Old Yeller

Editorial Board

The votes are in, and the Veishea pledge will once again be the umbrella under which we will all be partying like it’s 1899…. Oh, joy.

Last year’s Veishea was about as much fun as going to Octoberfest with no money during a law-enforcement convention right after having your wisdom teeth pulled out.

“The largest student-run celebration in the United States” is no longer student-run. It is merely student organized.

Ultimate control has been ceded to the administration. Iowa State and the city of Ames don’t even need students for anything more than window dressing to maintain the illusion that Veishea is a happy student festival. Well, it isn’t.

Our beloved tradition has been reduced to a martial law, forced-smile pantomime that isn’t fun.

Instead of encouraging the people of Iowa to come and share in the university they support with their tax dollars, the dictate is to celebrate the “ISU family.”

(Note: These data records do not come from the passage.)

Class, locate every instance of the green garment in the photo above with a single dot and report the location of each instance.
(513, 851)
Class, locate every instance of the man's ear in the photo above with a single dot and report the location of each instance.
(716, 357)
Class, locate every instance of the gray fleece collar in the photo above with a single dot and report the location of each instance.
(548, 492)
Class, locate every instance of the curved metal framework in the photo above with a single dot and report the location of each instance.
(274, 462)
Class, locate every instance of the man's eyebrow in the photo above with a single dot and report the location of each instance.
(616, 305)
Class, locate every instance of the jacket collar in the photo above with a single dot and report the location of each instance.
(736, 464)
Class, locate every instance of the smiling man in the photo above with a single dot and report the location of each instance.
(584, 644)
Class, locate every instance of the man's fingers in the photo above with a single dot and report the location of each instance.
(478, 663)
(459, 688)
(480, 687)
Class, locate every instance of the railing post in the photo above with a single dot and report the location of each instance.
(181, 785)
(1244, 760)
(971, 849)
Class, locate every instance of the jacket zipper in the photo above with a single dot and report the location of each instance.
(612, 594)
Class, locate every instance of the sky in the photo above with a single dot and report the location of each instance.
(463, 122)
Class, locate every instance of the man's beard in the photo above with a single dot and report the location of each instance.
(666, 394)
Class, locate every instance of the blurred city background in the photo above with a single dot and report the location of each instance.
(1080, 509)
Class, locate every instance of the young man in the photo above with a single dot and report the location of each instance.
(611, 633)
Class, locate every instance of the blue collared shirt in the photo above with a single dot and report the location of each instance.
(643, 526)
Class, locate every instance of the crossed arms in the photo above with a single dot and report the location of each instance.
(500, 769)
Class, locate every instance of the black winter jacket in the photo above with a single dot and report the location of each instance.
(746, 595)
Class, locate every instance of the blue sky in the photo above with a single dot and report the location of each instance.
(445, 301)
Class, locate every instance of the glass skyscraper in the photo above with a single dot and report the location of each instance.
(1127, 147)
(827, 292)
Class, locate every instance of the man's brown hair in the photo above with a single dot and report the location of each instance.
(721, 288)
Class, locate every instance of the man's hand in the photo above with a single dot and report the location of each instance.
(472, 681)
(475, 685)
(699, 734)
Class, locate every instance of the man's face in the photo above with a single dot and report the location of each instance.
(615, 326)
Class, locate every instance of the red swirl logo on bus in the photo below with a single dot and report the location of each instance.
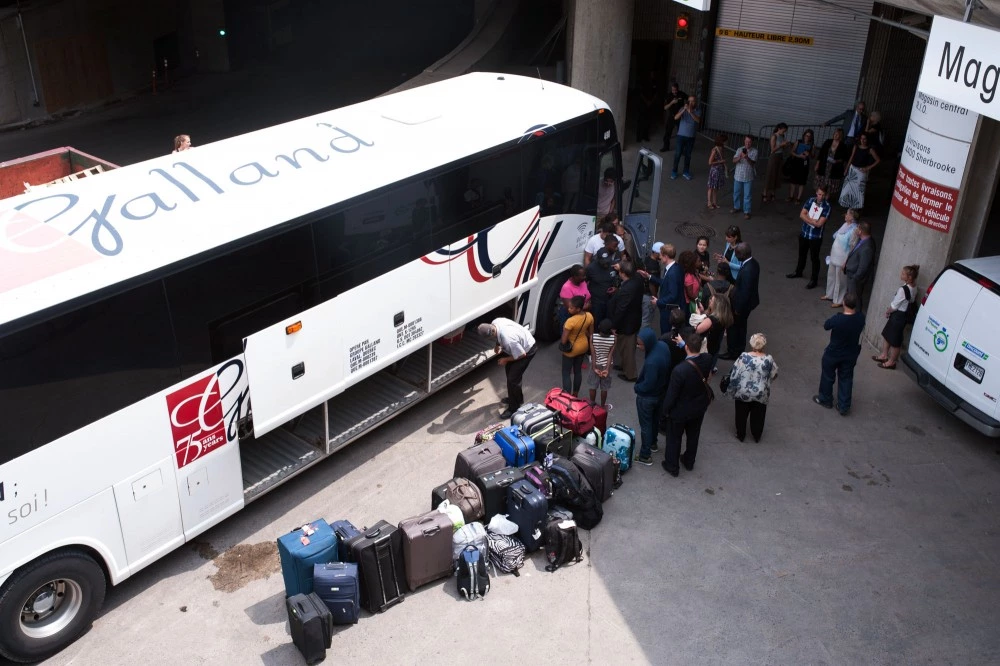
(196, 419)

We couldn’t be more unfriendly without walling off the town and posting guards to check papers for the weekend, could we?

The issue is not so much whether or not Veishea should continue as it has for 76 years. The issue is whether or not it should be kept limping along on life-support because Veishea is dead.

Why? Because students leave town, special rules of questionable legality and ethics have to be enacted. In addition to every available law-enforcement officer being brought in, students are deputized as “peer security.”

Today’s Veishea is not a return to the celebration of the past. It is a far cry from the kinder, gentler days when people were pure and good and interested in wholesome, milk-fed fun.

Our festival is nothing more than a forum for the greek system to participate in. The average student feels about as welcome at greek events as ants at a picnic. We need something the average student can get into enthusiastically.

The only other reason to keep this charade going is for the university and the city to keep the annual money-train rolling in.

If every year is going to be a tense re-enactment of this game of “will they or won’t they take the pledge?” just to pretend to have fun, then maybe we should just admit that Veishea is ALREADY dead.

If this year is as bad as last year, then we just need to mercifully put Veishea out of its misery.